If a studio has confidence in the product they're releasing, they shouldn't care what the reviews say or when they go on-line. Most summer blockbusters are review-proof to begin with - they live or die based on word-of-mouth, branding, and return viewership. Bad reviews will be routinely ignored. Good reviews can be used to help marketing. Disney's policy regarding WALL-E reviews shows both a fear of the power of the Internet and a lack of confidence in their movie. Most of these studios were created in the first half of the 20th Century, and many of them still think they're there.

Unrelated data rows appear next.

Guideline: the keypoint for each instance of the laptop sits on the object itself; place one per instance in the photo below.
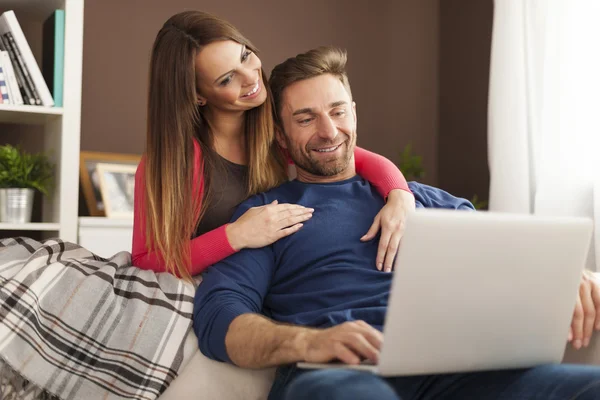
(477, 291)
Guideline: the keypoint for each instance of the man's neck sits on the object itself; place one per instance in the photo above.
(307, 177)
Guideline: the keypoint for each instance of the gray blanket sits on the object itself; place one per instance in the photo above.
(77, 326)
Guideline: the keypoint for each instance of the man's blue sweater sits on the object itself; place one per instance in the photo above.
(320, 276)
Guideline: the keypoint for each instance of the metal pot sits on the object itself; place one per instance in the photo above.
(16, 205)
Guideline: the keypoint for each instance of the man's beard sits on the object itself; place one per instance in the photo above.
(322, 167)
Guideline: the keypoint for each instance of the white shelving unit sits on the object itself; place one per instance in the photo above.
(61, 125)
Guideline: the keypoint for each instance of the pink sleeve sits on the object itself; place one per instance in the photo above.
(379, 171)
(206, 249)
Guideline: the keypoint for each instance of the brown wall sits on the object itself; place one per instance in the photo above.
(393, 67)
(465, 42)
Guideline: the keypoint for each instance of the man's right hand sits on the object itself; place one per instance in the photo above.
(350, 342)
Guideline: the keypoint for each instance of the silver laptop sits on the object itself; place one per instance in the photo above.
(480, 291)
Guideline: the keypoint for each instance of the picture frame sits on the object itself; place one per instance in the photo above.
(117, 183)
(90, 181)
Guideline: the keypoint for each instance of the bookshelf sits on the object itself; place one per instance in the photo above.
(60, 125)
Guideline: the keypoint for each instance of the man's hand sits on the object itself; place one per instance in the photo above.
(349, 342)
(586, 317)
(391, 220)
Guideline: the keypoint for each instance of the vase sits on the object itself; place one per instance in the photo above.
(16, 205)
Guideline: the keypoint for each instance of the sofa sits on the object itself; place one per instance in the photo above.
(208, 379)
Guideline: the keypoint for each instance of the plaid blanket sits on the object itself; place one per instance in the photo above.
(77, 326)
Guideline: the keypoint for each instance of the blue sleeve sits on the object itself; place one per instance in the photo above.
(235, 286)
(430, 197)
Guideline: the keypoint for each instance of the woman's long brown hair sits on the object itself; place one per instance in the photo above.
(175, 203)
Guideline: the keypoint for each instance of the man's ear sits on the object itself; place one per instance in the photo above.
(279, 136)
(200, 100)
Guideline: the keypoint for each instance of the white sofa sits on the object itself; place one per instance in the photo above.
(207, 379)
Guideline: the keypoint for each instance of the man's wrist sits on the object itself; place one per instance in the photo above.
(301, 343)
(400, 195)
(232, 236)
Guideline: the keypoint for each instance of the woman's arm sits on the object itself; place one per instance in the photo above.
(379, 171)
(205, 250)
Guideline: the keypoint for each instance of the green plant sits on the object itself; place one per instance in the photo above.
(411, 165)
(19, 169)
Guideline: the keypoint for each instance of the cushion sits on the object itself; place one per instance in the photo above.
(203, 378)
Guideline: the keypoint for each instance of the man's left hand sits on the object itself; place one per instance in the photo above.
(391, 220)
(586, 317)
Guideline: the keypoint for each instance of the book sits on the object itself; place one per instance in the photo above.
(11, 78)
(53, 54)
(25, 92)
(3, 87)
(10, 26)
(21, 64)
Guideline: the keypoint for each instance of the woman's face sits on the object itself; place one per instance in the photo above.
(229, 77)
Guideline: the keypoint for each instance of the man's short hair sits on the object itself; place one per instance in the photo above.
(313, 63)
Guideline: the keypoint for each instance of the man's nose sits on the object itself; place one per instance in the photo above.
(327, 128)
(250, 77)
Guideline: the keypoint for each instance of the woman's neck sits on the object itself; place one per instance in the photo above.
(229, 135)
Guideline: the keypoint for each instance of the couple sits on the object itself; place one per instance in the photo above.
(320, 283)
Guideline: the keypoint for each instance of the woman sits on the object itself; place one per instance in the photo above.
(210, 144)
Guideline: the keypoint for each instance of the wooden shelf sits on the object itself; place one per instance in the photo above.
(33, 226)
(42, 8)
(28, 115)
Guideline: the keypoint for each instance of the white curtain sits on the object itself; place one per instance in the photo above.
(544, 110)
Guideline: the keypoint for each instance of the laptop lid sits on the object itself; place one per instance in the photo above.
(480, 291)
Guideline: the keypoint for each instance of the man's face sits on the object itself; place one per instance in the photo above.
(319, 123)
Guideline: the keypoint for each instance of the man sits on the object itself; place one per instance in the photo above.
(319, 291)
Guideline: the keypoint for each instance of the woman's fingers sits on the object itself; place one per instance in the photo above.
(384, 242)
(373, 229)
(288, 231)
(392, 250)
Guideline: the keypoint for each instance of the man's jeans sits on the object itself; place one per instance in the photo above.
(551, 382)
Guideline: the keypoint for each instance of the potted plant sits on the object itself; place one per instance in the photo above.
(21, 174)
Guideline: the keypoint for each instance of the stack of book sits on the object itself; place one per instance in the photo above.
(21, 80)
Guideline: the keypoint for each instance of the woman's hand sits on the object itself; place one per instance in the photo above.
(264, 225)
(391, 220)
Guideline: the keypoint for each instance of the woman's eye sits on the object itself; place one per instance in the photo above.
(225, 81)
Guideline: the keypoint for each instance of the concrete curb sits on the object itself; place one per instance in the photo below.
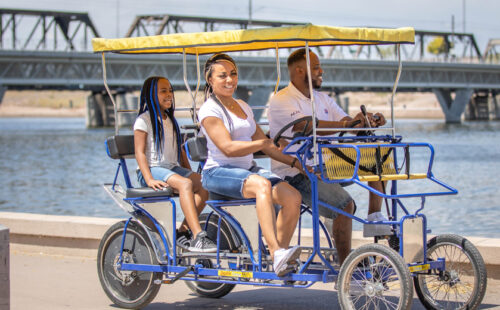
(80, 236)
(4, 268)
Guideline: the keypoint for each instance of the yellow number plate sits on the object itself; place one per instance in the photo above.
(420, 267)
(235, 274)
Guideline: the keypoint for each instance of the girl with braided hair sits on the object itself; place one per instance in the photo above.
(232, 138)
(163, 163)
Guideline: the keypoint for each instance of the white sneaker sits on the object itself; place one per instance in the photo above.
(285, 258)
(371, 230)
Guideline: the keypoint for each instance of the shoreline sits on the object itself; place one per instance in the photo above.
(73, 104)
(10, 111)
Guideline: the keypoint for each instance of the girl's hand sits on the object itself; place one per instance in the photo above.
(157, 184)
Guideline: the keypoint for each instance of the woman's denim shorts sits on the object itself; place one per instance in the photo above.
(229, 180)
(162, 173)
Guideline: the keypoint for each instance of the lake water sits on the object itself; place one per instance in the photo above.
(57, 166)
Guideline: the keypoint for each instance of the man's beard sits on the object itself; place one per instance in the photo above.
(316, 84)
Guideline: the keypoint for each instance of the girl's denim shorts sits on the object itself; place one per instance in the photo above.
(229, 180)
(163, 173)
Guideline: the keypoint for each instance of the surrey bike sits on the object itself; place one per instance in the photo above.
(137, 255)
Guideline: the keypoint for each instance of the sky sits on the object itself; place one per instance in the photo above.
(113, 17)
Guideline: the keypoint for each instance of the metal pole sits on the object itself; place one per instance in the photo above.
(463, 12)
(278, 69)
(395, 86)
(249, 13)
(313, 106)
(109, 93)
(184, 73)
(195, 118)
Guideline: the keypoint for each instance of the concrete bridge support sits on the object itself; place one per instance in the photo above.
(4, 268)
(100, 112)
(255, 97)
(3, 89)
(453, 107)
(496, 105)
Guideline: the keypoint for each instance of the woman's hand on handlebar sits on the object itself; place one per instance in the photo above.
(379, 119)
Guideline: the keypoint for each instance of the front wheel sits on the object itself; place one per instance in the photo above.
(462, 285)
(374, 276)
(127, 289)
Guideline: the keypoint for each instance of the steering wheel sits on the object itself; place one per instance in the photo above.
(342, 133)
(279, 135)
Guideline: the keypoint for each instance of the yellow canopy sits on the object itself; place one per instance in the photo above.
(254, 39)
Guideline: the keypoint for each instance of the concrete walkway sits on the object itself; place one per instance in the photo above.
(40, 281)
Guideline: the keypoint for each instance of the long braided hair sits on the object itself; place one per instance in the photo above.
(209, 92)
(149, 102)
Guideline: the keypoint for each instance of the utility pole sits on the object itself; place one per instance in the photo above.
(249, 13)
(463, 12)
(117, 18)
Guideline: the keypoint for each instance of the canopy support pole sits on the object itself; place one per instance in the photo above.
(278, 70)
(109, 92)
(395, 86)
(195, 116)
(313, 106)
(186, 83)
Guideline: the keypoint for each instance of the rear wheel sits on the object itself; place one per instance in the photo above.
(227, 242)
(374, 277)
(127, 289)
(462, 285)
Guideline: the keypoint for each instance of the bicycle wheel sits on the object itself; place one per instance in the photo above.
(127, 289)
(462, 285)
(374, 277)
(227, 242)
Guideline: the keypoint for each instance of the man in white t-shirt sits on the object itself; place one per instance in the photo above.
(293, 102)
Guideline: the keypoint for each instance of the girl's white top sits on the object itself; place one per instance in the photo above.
(169, 156)
(242, 130)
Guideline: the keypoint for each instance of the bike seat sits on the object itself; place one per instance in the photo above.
(145, 192)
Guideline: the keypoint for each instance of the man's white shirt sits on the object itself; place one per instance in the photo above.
(290, 104)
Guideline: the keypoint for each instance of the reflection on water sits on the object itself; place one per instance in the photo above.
(57, 166)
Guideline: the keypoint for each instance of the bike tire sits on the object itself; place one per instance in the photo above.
(374, 276)
(127, 289)
(463, 283)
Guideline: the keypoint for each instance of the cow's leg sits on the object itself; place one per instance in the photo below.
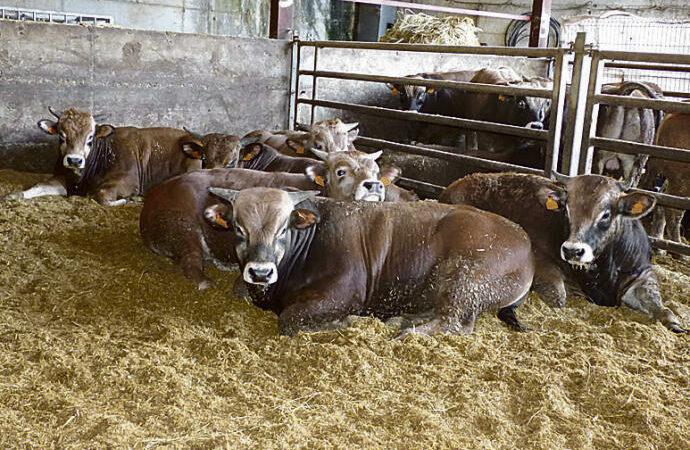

I obey studio edicts when they are explicitly issued. Initially, I had been planning to post the WALL-E review on Wednesday, but ended up delaying the posting until 12:01 am on Friday. Actually, though, the review was accessible earlier to anyone who spent a little time looking. It went into the database on Wednesday and readers who searched for "wall-e" could pull up the complete review before its official post time.
After a little thought, I have decided to provide an unadvertised "feature" for those who read ReelThoughts. After all, readers of this blog are the most loyal of those who visit ReelViews. They're the ones who click most frequently on the ads. (I have tracked this and it's rather interesting. 95% of the clicks are generated by those who stop by ReelThoughts during their visit.) So, in the "Upcoming Reviews" area (for those who aren't aware of its location, it's on the main page in the left column near the top, just below the RSS icon), I will put a * next to any title where the review is projected to be in the database before the "expected" post date. While Hancock won't be in this category, Hellboy 2 will be (by about a day), as will Journey to the Center of the Earth (by two or three days) and Brideshead Revisited (by more than a week). The Dark Knight may or may not be early. My current goal is to post it on July 14, but if Warner Brothers requests a hold, the review will go into the database on July 14 but will not be posted until July 17. So there's a "perk" for those who read this column.
Now it's time to put together the mid-year Top 10.